ゼンショーHDがバーガー事業に参入するのは「ウェンディーズ」に続き二度目となる。02年にダイエーから買収したウェンディーズ事業は不振となり、わずか7年で撤退を発表した。こうした苦い過去があるにもかかわらず、ゼンショーHDはなぜバーガー事業にこだわるのだろうか。
ロッテリア買収についてゼンショーHDは「食材調達、物流など仕入面でのシナジー効果が発揮されるため」と公表している。ゼンショーといえばすき家・なか卯など牛丼事業がメインであり、牛丼の肉には通常、牛バラ肉の一種である「ショートプレート」が使われている。一方でハンバーガーのパティには肩やロイン・もも・バラなど多様な部位の肉が使われる。マクドナルドの場合は精肉として切り落とす際に出る「トリミング肉」を活用しているようだ。

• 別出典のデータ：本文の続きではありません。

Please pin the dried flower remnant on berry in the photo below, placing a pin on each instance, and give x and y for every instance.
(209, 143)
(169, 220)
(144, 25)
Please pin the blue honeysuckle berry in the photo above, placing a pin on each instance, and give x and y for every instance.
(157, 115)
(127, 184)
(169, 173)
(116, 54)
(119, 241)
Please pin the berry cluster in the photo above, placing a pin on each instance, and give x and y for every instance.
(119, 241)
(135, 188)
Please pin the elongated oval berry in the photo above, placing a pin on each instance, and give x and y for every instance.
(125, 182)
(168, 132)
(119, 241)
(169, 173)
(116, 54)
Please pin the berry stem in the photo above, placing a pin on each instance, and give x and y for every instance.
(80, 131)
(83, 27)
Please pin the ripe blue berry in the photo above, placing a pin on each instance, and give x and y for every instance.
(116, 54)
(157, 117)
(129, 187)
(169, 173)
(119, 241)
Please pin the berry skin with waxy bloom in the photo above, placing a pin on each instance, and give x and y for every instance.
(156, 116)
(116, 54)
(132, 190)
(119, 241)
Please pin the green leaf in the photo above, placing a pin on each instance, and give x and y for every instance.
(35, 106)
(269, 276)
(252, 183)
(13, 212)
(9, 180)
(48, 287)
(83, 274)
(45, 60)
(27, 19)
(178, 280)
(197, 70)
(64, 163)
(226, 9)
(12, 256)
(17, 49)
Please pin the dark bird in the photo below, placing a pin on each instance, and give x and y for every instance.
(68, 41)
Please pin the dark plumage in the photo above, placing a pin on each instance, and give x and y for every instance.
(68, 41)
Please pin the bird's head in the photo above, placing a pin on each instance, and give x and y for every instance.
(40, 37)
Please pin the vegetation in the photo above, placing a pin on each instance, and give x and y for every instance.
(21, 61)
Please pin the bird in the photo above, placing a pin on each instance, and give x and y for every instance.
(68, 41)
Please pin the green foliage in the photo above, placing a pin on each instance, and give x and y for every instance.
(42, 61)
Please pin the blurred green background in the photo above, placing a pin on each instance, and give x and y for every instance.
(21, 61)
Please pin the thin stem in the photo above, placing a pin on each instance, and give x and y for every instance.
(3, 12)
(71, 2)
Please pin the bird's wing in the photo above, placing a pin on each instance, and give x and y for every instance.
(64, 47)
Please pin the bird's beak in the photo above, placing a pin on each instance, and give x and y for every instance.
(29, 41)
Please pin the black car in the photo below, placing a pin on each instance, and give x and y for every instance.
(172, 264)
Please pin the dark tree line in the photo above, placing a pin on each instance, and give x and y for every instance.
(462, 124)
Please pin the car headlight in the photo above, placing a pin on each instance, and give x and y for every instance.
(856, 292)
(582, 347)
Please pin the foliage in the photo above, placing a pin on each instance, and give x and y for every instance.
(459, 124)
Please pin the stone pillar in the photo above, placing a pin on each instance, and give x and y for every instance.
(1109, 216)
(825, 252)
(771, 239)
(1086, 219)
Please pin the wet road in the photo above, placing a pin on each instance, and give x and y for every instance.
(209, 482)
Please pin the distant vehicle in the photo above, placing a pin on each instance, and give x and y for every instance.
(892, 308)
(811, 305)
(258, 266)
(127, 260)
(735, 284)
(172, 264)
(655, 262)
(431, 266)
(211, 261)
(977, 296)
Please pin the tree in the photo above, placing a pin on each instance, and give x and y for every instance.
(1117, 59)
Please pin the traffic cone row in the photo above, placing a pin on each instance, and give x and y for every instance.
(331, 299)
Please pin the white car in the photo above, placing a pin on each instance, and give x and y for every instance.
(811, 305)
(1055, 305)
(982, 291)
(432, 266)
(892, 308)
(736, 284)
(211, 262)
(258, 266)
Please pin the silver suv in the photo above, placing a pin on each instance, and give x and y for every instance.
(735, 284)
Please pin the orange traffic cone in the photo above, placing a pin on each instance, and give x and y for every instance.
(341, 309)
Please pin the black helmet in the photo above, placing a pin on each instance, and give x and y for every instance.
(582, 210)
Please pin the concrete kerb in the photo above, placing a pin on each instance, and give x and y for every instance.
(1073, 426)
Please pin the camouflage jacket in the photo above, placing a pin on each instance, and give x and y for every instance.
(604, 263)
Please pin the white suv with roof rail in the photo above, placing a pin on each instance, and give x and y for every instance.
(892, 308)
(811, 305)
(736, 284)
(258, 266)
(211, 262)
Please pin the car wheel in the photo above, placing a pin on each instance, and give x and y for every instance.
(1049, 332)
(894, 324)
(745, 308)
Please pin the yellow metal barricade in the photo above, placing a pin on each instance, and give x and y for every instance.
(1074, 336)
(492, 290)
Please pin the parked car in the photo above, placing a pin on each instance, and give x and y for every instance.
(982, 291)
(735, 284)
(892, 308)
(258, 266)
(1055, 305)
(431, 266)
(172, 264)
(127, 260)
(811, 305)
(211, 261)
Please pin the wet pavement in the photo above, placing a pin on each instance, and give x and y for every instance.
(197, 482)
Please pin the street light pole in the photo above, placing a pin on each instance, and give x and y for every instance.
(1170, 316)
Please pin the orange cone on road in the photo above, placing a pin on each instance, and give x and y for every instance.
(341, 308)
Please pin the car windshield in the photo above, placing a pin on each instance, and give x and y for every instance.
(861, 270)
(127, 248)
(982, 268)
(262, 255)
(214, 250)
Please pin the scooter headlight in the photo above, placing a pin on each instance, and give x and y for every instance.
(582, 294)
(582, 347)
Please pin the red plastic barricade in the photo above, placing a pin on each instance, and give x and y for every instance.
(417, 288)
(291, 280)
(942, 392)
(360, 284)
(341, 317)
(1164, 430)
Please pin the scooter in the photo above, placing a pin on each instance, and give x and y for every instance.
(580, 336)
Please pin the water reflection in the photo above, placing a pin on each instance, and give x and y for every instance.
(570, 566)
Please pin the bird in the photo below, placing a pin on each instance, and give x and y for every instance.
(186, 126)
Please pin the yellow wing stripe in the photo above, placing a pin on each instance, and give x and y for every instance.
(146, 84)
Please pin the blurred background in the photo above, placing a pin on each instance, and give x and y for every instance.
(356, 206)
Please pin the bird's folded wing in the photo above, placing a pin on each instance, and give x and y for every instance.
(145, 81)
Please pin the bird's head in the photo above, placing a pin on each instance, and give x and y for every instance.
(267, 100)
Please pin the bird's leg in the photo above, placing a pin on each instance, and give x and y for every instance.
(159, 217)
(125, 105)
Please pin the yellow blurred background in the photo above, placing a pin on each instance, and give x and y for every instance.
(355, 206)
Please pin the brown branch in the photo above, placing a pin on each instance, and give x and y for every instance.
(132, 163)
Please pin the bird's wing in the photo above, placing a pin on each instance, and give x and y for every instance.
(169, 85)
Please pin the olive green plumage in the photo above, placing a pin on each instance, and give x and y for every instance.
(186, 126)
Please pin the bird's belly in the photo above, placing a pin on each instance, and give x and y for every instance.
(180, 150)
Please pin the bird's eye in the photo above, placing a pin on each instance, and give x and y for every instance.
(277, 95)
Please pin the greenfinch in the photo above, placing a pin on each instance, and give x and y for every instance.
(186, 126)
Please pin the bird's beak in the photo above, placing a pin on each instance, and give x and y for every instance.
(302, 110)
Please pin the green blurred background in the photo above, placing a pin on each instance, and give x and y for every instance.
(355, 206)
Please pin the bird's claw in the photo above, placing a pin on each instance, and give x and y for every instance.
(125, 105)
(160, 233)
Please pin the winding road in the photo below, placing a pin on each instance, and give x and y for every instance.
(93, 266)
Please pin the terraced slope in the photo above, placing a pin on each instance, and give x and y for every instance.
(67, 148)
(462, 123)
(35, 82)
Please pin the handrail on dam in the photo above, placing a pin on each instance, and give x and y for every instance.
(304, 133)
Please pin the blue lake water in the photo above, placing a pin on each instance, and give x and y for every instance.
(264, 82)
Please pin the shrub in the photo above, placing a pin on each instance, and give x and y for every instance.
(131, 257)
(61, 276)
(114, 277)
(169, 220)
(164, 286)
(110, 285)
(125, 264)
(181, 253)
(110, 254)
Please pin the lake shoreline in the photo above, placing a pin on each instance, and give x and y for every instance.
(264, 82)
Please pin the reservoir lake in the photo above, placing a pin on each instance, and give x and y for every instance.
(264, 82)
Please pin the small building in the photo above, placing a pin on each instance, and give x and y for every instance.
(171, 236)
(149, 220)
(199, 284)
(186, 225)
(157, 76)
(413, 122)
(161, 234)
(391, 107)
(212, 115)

筆者の憶測になるが、牛丼とバーガーの両方を手掛けることにより、活用できる部位が増えるため、低コスト化や食品ロスの削減につながると考えたのではないか。ゼンショーHDは原料調達から加工・店舗運営まで一貫して運営するMMD(マス・マーチャンダイジングシステム)の強化をうたっており、ロッテリアの買収もMMD強化の一環とみることはできる。
なおゼッテリアの今後に関して、ゼンショーHDの広報は「ロッテリアの既存店舗をどうするかを含め、ゼッテリアの今後の店舗展開は未定」と別記事の取材で回答している。今は模索段階ということなのだろう。仮にゼッテリアが成功すれば、牛丼事業の利益率改善をもたらすかもしれない。